You are not logged in. Please login at www.codechef.com to post your questions!

×

MATPER - EDITORIAL

PROBLEM LINK:

Practice

Contest: Division 1

Contest: Division 2

Setter: Mohamed Anany

Tester: Encho Mishinev

Editorialist: Taranpreet Singh

DIFFICULTY:

Medium-Hard

PREREQUISITES:

KMP String Matching, Meet in the middle and Partial Sums.

PROBLEM:

Given String $S$ of length $N$ and $M$ patterns in the String array $P$, Find number of permutations of Strings in array $P$ which match with String $S$. A permutation $p$ of strings match with string $S$ if we can choose $M$ ranges $[l_i,r_i]$ for each $i (1 \leq i \leq M)$ such that $1 \leq l_i \leq r_i < l_2 \leq r_2 \ldots < l_M \leq r_M \leq N$ such that for each valid $i$, String $S_l,S_{l+1},\ldots S_r$ equals $P_{p[i]}$.

QUICK EXPLANATION

  • Using KMP String Matching, find all positions of all patterns in String $S$. Now reverse both String $S$ and all patterns and once again, using KMP String matching, find positions of all reversed patterns on the reversed string.

  • Now iterate over all bitmasks of $M$ bits which have $M/2$ bits on, and for all permutation of these set bits, find the minimum position $p$ such that all these $M/2$ patterns are completely covered in prefix up to position $p$. Using partial sums, we can now count the number of permutations of set $M/2$ bits which matches with string $S$ before position $p$.

  • For the $M-M/2$ off bits, we try all their permutations and for each permutation, find the position $p$ from the end to start such that all the patterns given by $M-M/2$ off bits are found in suffix from $p$ to end of the string in the given order, without overlapping. So, We know that for this permutation of $M-M/2$ patterns, all the permutations of first $M/2$ patterns ending before position $p$ are valid. So, We can just add val[p] to answer where val[p] denotes the number of permutations of first $M/2$ patterns ending before or at position $p$.

EXPLANATION

First things first, we are going to need the positions where each pattern is present in the string. So, we can just find all match positions using KMP algorithm (or any other string matching algorithm) and store the positions of matches for each pattern. For our purpose, we can preprocess and build an NXT[i][j] table telling the position of the first match of ith pattern at or after jth position, since it makes sense to use the first match due to optimality.

The Naive solution for this problem shall be to iterate over all permutations of patterns and check for every permutation whether that permutation is matchable or not. This solution has complexity $O(M!*N)$ and will definitely time out for $M = 14$.

Let us use Meet in the middle trick here.

Let us split each permutation into two equal (or nearly equal) parts. We can see that first $M/2$ patterns may be any subset of all patterns, so we can try all subsets of $M$ patterns which is of size $M/2$. Now, These $M/2$ patterns may appear in any order and each shall be corresponding to a different permutation. So, Let us iterate over all permutation of all elements of current subsets. We can do the same for remaining $M-M/2$ patterns.

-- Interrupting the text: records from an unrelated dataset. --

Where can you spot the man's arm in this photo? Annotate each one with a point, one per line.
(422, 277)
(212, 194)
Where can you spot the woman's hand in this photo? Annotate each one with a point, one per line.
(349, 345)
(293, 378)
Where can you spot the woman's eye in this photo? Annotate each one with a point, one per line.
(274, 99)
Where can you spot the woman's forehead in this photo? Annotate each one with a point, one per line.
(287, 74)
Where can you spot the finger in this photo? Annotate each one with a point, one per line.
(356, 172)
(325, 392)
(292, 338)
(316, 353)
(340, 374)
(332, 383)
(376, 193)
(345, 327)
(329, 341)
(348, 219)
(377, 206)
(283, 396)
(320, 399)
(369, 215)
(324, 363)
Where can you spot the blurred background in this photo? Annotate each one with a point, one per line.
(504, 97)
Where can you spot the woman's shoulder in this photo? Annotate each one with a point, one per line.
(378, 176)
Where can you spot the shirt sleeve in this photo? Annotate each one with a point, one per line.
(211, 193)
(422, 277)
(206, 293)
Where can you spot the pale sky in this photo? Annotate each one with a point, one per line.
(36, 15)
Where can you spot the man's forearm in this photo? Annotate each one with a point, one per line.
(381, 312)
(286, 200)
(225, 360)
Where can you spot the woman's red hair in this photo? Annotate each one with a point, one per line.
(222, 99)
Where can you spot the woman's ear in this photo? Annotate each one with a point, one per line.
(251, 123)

Now comes the interesting part.

Suppose we have a permutation of $M/2$ patterns (Calling it left permutation) (the ones with on bit in bitmask) and a permutation of $M-M/2$ patterns (calling it right permutation) (the ones with off bit in bitmask). How can we check if any pair of left and right permutation form a matchable permutation?

Let us suppose that $p$ is the first position in the string $S$ such that All the first $M/2$ patterns are present in String $S[0, p]$ in order of left permutation such that no two patterns overlap. Also suppose that $q$ is the last position in the string $S$ such that all $M-M/2$ patterns are present in $S[q, N-1]$ in order of right permutation such that no two patterns overlap.

The combination of these two permutations is valid if and only if $p < q$, since only that way all $M$ patterns would be present in $S$ without overlap for current permutation.

But trying every pair of permutation for every bitmask is essentially the same as iterating over all permutation since we check each permutation individually.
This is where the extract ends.